Firing 9 U.S. Attorneys simply because of their personal politics.

Destroying incriminating e-mail evidence regarding all of the above. That's a felony if you or I do it.

Casting all blame for federal inaction in the wake of Hurricane Katrina upon the local (Democratic) officials whose homes and livelihoods were annihilated along with those of their constituents. That's like the fox blaming the chickens for being in the coop in the first place.

And let us not overlook... flagrantly ignoring a Congressional Subpoena and... skipping the country (!!!). Didn't a few Nazis try that after Germany surrendered?

Everything listed here has already been reported on, exhaustively, by the media. Could anyone scan the previous decade's résumé of this individual and not see an unwavering career of festering deceit and criminality? Yet in each grandly staged photo-op, there he is, unaware that his immense evil is telegraphed to the lens with even the slightest shifty eyed grin. He is polished, speck-free, possibly even "bright." In the way that the sheen on the skins of wet dog turds may be said to be "bright."

He makes Richard Nixon look like Henry David Thoreau.

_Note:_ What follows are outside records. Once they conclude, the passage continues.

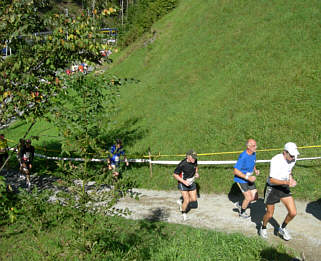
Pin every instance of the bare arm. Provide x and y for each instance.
(178, 178)
(243, 176)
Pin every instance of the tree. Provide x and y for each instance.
(36, 59)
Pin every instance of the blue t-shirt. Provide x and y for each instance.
(115, 154)
(245, 163)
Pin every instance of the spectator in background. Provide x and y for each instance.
(115, 153)
(185, 174)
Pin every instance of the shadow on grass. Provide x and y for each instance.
(158, 214)
(314, 208)
(271, 254)
(128, 132)
(137, 244)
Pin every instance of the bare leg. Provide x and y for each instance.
(269, 214)
(186, 200)
(290, 205)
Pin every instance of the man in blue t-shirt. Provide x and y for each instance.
(243, 176)
(116, 151)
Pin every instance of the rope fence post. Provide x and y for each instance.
(150, 162)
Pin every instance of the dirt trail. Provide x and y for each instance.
(218, 212)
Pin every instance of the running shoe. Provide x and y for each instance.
(285, 234)
(185, 217)
(244, 215)
(179, 202)
(263, 233)
(238, 206)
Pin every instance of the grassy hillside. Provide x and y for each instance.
(220, 72)
(213, 74)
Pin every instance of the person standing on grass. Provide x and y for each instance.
(113, 161)
(278, 188)
(3, 149)
(243, 176)
(185, 173)
(26, 156)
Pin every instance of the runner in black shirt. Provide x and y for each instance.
(26, 155)
(185, 173)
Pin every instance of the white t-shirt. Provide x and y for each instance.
(280, 169)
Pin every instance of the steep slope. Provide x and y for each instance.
(215, 73)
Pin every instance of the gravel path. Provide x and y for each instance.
(218, 212)
(215, 212)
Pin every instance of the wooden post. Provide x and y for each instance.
(150, 162)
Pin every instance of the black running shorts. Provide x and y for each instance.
(273, 194)
(246, 186)
(182, 187)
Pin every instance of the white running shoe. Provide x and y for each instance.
(263, 233)
(285, 234)
(238, 206)
(179, 202)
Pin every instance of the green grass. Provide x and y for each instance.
(220, 72)
(120, 239)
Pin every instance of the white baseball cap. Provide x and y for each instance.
(292, 149)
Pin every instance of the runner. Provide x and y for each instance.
(278, 188)
(26, 156)
(3, 150)
(243, 171)
(116, 151)
(185, 173)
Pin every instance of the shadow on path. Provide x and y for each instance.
(158, 214)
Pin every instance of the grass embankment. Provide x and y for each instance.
(215, 74)
(131, 240)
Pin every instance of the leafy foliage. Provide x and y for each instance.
(29, 76)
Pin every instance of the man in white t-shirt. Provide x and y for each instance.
(278, 188)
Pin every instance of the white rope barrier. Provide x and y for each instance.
(165, 162)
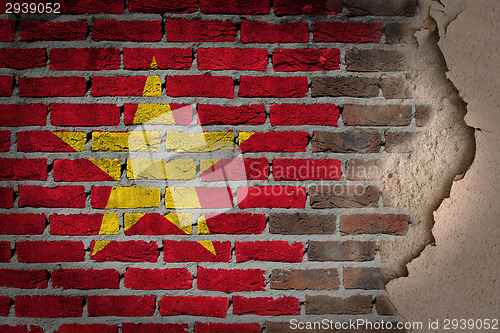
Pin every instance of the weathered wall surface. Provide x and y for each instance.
(113, 215)
(458, 276)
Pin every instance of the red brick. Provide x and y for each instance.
(92, 6)
(304, 169)
(381, 7)
(302, 114)
(130, 251)
(24, 279)
(200, 86)
(377, 115)
(6, 197)
(52, 86)
(86, 279)
(347, 32)
(6, 85)
(161, 7)
(228, 58)
(299, 7)
(237, 169)
(81, 170)
(4, 306)
(374, 224)
(151, 327)
(323, 304)
(245, 7)
(291, 60)
(316, 279)
(84, 114)
(179, 251)
(86, 328)
(263, 32)
(283, 141)
(142, 58)
(75, 224)
(194, 306)
(23, 169)
(55, 197)
(5, 251)
(121, 306)
(48, 306)
(4, 141)
(7, 30)
(231, 280)
(20, 328)
(34, 141)
(18, 58)
(13, 115)
(92, 59)
(266, 306)
(152, 279)
(22, 224)
(269, 251)
(182, 113)
(53, 31)
(341, 251)
(271, 197)
(118, 85)
(231, 115)
(235, 224)
(127, 31)
(363, 278)
(153, 224)
(273, 86)
(40, 251)
(227, 328)
(181, 30)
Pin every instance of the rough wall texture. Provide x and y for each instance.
(463, 264)
(221, 167)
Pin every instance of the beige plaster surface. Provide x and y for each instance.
(458, 276)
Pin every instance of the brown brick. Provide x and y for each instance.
(363, 278)
(398, 33)
(318, 279)
(345, 86)
(341, 251)
(400, 142)
(376, 115)
(363, 170)
(343, 196)
(385, 307)
(374, 224)
(396, 88)
(422, 115)
(301, 224)
(323, 304)
(374, 60)
(381, 7)
(284, 327)
(346, 142)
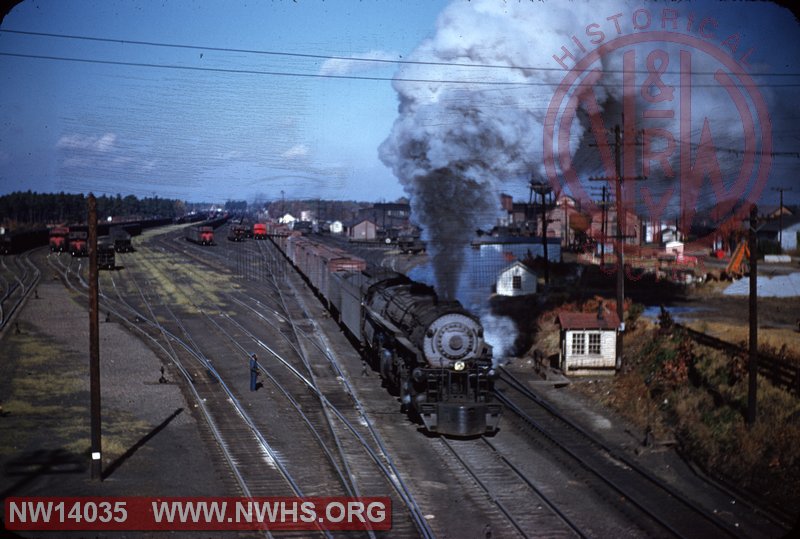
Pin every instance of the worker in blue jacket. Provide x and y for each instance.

A hundred years ago, such a person would face a firing squad.

But no – he will likely get away with it. All of it. He's untouchable – at least in his own twisted mind. He's a higher species than you and me – unshackled by mere morals or ethics, he's that uncaught bird, flying away to some branch too high for any predator – legal or otherwise – to reach. But always certain that the chosen perch is suitable from which to freely crap on those below daring enough to look up.

It will be truly amazing to watch. This living embodiment of everything wrong and ugly about the current condition of government, will continue to be coddled, championed and in some cases sainted by a league of tunnel-visioned loyalists – in the halls of politics, the private sector, and even the media – and his fetid, flatulent influence will continue to spread like mold in the forum of public opinion, as he takes his place among the talking heads and pundits. He did get them to write him his own Rap song, remember?

Then he'll write his obligatory tell-all bestseller, in which he will betray every former ally, and smugly claim victimhood. His controversial past in high office will guarantee him a publishing deal – rather than any discernible writing talent. He'll hire some flunky to check commas and semicolons. There's no way to hook a book to a lie detector. He'll be assured of a continued life free of all money woes. He'll never have to use a time-clock. He'll never wait in line for lunch. And all us tax-payers, with anuses still hurting from his days of unelected, undeserved privilege, will only be able to stand and watch his limo roll by.

But even then, let us never forget, this is that special brand of fiend, whom acquired a high seat of power and used it for every wrong purpose. This is the guy who took a shit in our plate, and told us it was chili.